Furthermore, the reformist group, led by Dr Abiy, has shown its commitment to root out corruption, especially in SOEs, that has been endemic in Ethiopia. To that effect, the infusion of private capital as minority stake holders would result in higher participation of the private capital, create an environment of more transparency in the board room and control of the management.
The private sector’s involvement in the oversight of the management of the SOEs, helps amongst many other things, in facilitating the efficient utilisation of the partially privatised SOE’s resources; thereby allowing it to curtail wastage as well as pilferages. It encourages more transparency in information disclosures about the SOEs financial positions that has been a secrecy until now.
By the same token, giving the much needed extra hand to the reformist group’s fight against corruption and better use of the public good.

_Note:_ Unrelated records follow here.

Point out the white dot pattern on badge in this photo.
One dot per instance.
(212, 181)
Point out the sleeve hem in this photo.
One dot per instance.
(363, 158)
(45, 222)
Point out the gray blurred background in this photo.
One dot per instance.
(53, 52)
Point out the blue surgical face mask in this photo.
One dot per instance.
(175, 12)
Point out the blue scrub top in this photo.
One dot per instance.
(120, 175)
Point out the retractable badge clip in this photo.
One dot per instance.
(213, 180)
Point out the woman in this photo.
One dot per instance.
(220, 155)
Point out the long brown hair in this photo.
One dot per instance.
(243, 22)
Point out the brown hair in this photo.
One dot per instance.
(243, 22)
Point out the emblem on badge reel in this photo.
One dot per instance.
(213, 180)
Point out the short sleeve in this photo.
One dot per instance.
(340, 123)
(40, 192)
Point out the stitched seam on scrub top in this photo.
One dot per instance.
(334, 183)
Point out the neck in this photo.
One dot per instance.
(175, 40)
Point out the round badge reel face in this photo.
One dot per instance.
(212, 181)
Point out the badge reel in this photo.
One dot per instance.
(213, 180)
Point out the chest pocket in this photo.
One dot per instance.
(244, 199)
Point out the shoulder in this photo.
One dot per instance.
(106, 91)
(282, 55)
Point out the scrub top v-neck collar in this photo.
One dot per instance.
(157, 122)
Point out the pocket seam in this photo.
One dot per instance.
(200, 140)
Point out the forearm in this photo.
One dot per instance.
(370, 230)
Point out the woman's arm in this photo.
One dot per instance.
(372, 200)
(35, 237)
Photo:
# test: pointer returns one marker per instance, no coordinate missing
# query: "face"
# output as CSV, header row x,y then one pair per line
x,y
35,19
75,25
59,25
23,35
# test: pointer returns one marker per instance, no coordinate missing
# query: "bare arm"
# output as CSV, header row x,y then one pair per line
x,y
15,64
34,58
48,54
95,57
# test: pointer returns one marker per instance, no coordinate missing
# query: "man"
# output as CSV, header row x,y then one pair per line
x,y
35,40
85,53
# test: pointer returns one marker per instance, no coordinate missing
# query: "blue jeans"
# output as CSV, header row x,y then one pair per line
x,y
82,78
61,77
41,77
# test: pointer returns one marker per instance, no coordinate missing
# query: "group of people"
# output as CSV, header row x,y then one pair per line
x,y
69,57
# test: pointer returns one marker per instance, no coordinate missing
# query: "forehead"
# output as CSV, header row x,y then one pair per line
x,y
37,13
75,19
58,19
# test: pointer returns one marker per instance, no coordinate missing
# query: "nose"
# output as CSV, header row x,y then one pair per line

It is also a no-brainer that for an economy to grow at a sustainable rate, creating a saving economy is the only way forward. The first step to getting a saving economy would then be a partial privatisation with the aim of establishing fully fledged privatisation with strong SMEs in the future.
Finally, EPRDF is faced with myriad of political as well as economic problems it wilfully chose to ignore in the past. It looks like it has an awakening recently if the reformist group’s plan goes ahead to bring about solutions to these problems.
For some it might sound like a choice rather than a necessity; but unfortunately, is not anymore a luxury the ruling party can afford to ignore. It is a matter of survival for the existence of EPRDF as a party and Ethiopia as a country. Saying that, there is no magic bullet that fixes the ills of the myriads of political as well as the economic problems Ethiopia has faced; but if there is a will, there is a way.
Therefore, a cocktail of political as well as economic solutions would not only alleviate the problems at hand but with the right dosages, both the politicking and the economy not only gets better but will be on course to be sustainable too.
In order to do that, the political reform should go hand in hand and in full gear with the economic reform; as the country manages to create both a political as well as an economic stakeholder society, where everyone is responsible, comfortable and at ease with each other and with the government. So that, as much as the political space is opening up the private sector is encouraged in the economy to flourish too.
This will help the country in its fight against the endemic corruption, help the government in raise the elusive foreign capital and finally liberalise the economy to establish a fully fledged democratic stake holder society where the stock market becomes a reality.